Chase, the retail operation of JPMorgan Chase, and Wells Fargo were offering 0.05 percent. [...] At that rate, if you wanted to put away enough to produce a retirement income of $50,000 a year, without touching the principal, you would need $100 million on deposit. [...]
Rates are low because the Federal Reserve wants them there, to help clean up the financial mess and stimulate the economy. [...] Meanwhile, with little public attention, those consumers who acted responsibly, the ones who refrained from buying houses they could not afford and did not take out home equity loans to finance consumption, but instead saved their money for a rainy day, must feel like losers.
Why yes, Floyd, I do. Thanks for mentioning!

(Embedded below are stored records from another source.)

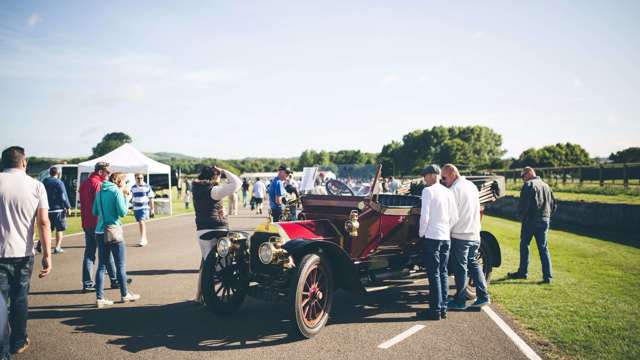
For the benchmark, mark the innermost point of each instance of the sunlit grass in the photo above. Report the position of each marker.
(590, 310)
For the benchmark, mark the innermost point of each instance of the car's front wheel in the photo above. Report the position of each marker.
(224, 283)
(311, 295)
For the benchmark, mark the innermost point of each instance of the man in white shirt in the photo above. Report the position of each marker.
(23, 202)
(259, 190)
(437, 216)
(465, 239)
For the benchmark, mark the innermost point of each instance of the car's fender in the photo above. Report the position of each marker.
(489, 239)
(343, 267)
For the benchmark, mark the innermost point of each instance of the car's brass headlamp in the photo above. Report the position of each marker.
(272, 252)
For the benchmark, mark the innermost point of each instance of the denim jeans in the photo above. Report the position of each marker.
(293, 213)
(539, 230)
(15, 278)
(436, 256)
(465, 262)
(5, 332)
(117, 249)
(245, 198)
(276, 213)
(90, 259)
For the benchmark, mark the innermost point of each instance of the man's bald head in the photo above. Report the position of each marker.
(528, 173)
(450, 174)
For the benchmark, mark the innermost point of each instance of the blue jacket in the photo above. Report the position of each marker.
(56, 193)
(109, 206)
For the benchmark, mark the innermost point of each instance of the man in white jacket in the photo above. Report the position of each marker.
(438, 214)
(465, 239)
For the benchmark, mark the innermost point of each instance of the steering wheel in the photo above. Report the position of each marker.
(338, 188)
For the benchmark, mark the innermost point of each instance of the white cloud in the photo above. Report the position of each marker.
(206, 76)
(390, 78)
(577, 83)
(478, 35)
(34, 20)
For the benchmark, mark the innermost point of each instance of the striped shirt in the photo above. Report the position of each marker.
(141, 195)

So what's Ralph Nader got to do with it? I found Floyd's article through an article of his. And although I mainly reused this posting title because I love the mental image, it's got at least one genuine meaning. Whenever I hear a democracy-hating liberal venting about how Nader only runs for president to feed his towering ego, they almost inevitably get around to this damning indictment: if he's running for something other than personal gratification, why does he just disappear in between elections? Where does he go for four years if he's so concerned about the issues he claims to care so much about?

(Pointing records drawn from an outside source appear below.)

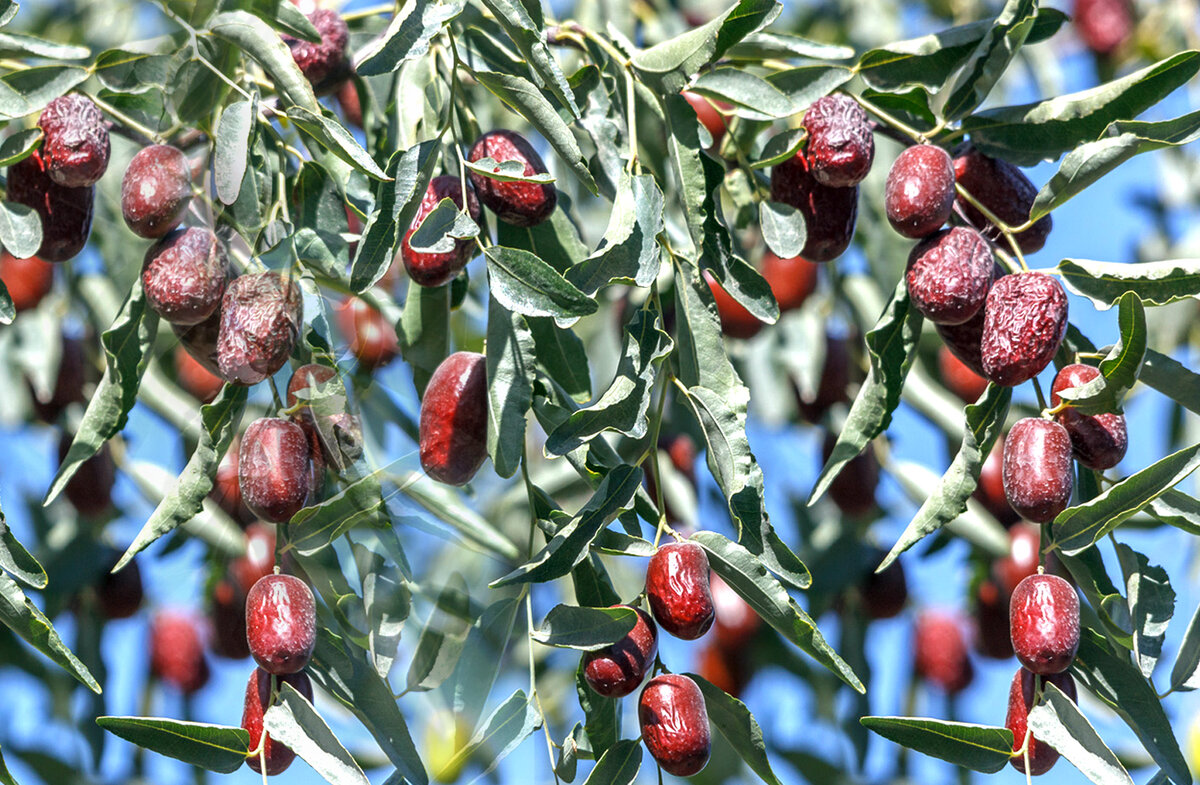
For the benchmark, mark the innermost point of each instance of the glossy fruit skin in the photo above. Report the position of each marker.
(261, 318)
(840, 147)
(281, 623)
(949, 274)
(1044, 623)
(918, 196)
(274, 471)
(675, 724)
(156, 190)
(1006, 192)
(617, 670)
(1038, 477)
(76, 144)
(525, 204)
(1098, 441)
(1020, 701)
(678, 591)
(65, 213)
(829, 214)
(439, 268)
(454, 419)
(258, 700)
(184, 275)
(1025, 319)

Well, my highly observant liberal friend, he writes at least one article a week, gives speeches around the country, debates right-wing blowhards, files lawsuits to hold the Democrats accountable for their assaults on democracy, organizes local activists, works with the numerous organizations he's founded, and somehow still manages to find time to absorb more information about current events than any ten people I know—among other things. Just what every other 76-year-old spends their time on, I'm sure.
Life sure would be easier if I felt like I could just manufacture evidence out of whole cloth for whatever fanciful notion crossed my rage-addled brain, you know?